Things Are Really Beginning to Take Shape!!!

Wow... I don't even know where to begin this post.  So much has happened since getting the walls up, and a lot of design decisions have been made on the fly.  As such, I think I'll just let the photos do the talking for me and include a brief comment re: the build process.

The first two photos show the addition of the front wall, roof spars, and skirting boards on the sides.  You can also see work has begun on the rear galley.  I also purchased both a 4" thick queen mattress and a 3" thick twin mattress for $107.00 at Lens Mill (best price in town).

The next photos show how the galley kitchen has progressed.  The lower cupboards and counter top are installed and a bank of upper cupboards have been roughed into place. 

The following are a couple shots of the interior.

I decided to take a few photos from inside the trailer to give a sense of the size.  They really don't do it justice.  My wife and daughter and I all fit inside with plenty of room to spare.  (Just keep in mind, the interior shelf / bed have not been installed yet.)

Sitting at the back, looking forward:

Sitting at the front, looking backward:

Laying down to test the leg room (perfect!!!!):

Total build cost to date: $1586.05

To Do List:

1.  Complete galley kitchen
2.  Paint trailer (fill, sand, prime, paint interior / exterior)
3.  Install windows & side doors
4.  Install galley doors & hatch
5.  Install trailer running / brake lights
6.  Add screen & vinyl roof w/ weather stripping
8.  Build a tongue box to hold water (~150lbs of extra weight)
9.  Add any additional required trim
10.  Waterproof bottom of trailer
11.  Install 120v electrical system w/ lights and outlets
12.  Plumb water to kitchen


  1. This is champion stuff!:) We have just started doing the same ( camping pod on old trailer tent chassis ) what thickness of ply on the sides and floor have you used and what would you have done differently? We have decided , for the time being that is, to do 2 back doors which will also hold the galley. Have the front windows been a problem , leaks stones flying up of the road etc as they look great and might copy that for our design but may use Twin Wall. Many thanks and ill keep up with your blog. Jack (of Cornwall UK)

    1. Thanks very much!
      I hope all is well on your side of the pond! :)

      All of the plywood is 5/8" thick. I had considered using thicker, but felt it would not be needed and wanted to reduce weight where ever possible. I had also considered insulating the walls (in which case, the plywood can be even thinner), but figured most heat loss would be through the vinyl roof, so decided against it. However, insulated walls would also have the added benefit of hiding any wiring.

      The side windows have actually worked out very well. I've not had any issues with stones or rain while driving, and they're really quite simple to make. (It took me weeks to plan them out, but only about a day to complete all four of them.) They also let in ample fresh air.

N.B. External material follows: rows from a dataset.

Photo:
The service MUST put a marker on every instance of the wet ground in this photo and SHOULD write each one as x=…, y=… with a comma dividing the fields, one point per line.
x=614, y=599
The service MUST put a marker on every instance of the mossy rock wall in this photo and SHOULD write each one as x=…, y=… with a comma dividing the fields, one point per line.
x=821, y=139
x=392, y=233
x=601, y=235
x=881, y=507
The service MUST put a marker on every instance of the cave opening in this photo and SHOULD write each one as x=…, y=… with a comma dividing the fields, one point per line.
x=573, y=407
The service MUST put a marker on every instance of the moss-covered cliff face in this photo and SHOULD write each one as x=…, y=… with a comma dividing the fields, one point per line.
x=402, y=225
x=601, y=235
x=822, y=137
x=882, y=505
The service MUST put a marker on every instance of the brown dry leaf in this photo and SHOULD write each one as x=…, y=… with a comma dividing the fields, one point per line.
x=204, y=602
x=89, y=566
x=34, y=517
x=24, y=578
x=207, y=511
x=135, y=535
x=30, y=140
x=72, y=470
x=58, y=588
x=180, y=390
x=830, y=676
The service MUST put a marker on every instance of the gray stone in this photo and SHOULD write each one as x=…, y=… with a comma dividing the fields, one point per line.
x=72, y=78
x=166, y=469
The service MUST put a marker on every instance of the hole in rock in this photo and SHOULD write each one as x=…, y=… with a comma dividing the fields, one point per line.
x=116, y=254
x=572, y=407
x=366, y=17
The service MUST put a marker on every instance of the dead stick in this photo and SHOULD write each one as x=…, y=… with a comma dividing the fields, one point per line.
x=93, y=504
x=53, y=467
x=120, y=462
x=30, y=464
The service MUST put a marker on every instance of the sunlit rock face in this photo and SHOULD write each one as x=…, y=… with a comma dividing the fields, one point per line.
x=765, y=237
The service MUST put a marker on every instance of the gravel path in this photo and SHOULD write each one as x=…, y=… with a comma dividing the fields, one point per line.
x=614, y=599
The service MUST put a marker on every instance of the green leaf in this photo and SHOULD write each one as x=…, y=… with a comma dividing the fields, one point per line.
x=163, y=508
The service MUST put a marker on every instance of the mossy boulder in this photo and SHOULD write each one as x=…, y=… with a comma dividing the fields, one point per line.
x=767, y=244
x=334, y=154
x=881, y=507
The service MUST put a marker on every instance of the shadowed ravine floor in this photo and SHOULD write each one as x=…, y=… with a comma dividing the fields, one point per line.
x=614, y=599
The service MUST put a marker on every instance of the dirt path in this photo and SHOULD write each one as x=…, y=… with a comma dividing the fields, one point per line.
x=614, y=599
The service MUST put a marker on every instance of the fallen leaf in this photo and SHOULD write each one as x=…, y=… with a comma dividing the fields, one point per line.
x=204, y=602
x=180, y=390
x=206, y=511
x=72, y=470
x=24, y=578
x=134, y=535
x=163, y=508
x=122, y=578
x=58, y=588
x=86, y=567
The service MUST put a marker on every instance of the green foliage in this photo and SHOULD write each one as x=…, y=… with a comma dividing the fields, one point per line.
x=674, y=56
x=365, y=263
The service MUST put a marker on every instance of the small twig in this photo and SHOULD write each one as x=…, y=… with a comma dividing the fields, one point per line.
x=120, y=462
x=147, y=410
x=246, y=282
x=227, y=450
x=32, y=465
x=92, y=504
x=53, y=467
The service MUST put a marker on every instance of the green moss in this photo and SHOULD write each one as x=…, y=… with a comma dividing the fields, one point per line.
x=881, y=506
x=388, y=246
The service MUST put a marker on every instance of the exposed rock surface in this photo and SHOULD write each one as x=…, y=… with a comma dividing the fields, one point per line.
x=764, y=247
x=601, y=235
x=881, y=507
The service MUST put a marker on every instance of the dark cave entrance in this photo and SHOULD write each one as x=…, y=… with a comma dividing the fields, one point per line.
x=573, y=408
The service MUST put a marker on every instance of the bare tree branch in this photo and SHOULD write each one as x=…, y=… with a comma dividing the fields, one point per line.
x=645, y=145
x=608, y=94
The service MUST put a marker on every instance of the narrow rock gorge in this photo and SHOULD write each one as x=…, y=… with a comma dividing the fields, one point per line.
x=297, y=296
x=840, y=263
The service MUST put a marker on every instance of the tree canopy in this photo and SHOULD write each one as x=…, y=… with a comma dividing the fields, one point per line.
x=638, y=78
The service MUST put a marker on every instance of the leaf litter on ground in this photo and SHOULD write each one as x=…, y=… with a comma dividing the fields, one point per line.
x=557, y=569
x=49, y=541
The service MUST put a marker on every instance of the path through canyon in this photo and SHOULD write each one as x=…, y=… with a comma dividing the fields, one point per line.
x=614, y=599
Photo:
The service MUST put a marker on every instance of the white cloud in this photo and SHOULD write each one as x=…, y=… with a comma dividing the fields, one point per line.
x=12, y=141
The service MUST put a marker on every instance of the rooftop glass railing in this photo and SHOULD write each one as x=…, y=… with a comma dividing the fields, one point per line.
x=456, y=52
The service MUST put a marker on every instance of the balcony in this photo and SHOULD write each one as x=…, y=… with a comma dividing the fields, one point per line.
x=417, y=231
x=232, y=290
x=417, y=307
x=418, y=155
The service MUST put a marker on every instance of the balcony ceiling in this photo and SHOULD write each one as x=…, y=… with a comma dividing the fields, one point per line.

      I think the biggest change I would recommend making, is slightly sloping the roof downwards towards the rear galley. It's not a big thing, but it would definitely help with water drainage after a good rain.

      Best of luck on your build. It's great fun, and well worth it. Feel free to use any of the design elements from my blog, and drop me a note if you get stuck. I'd be happy to share my 2 cents.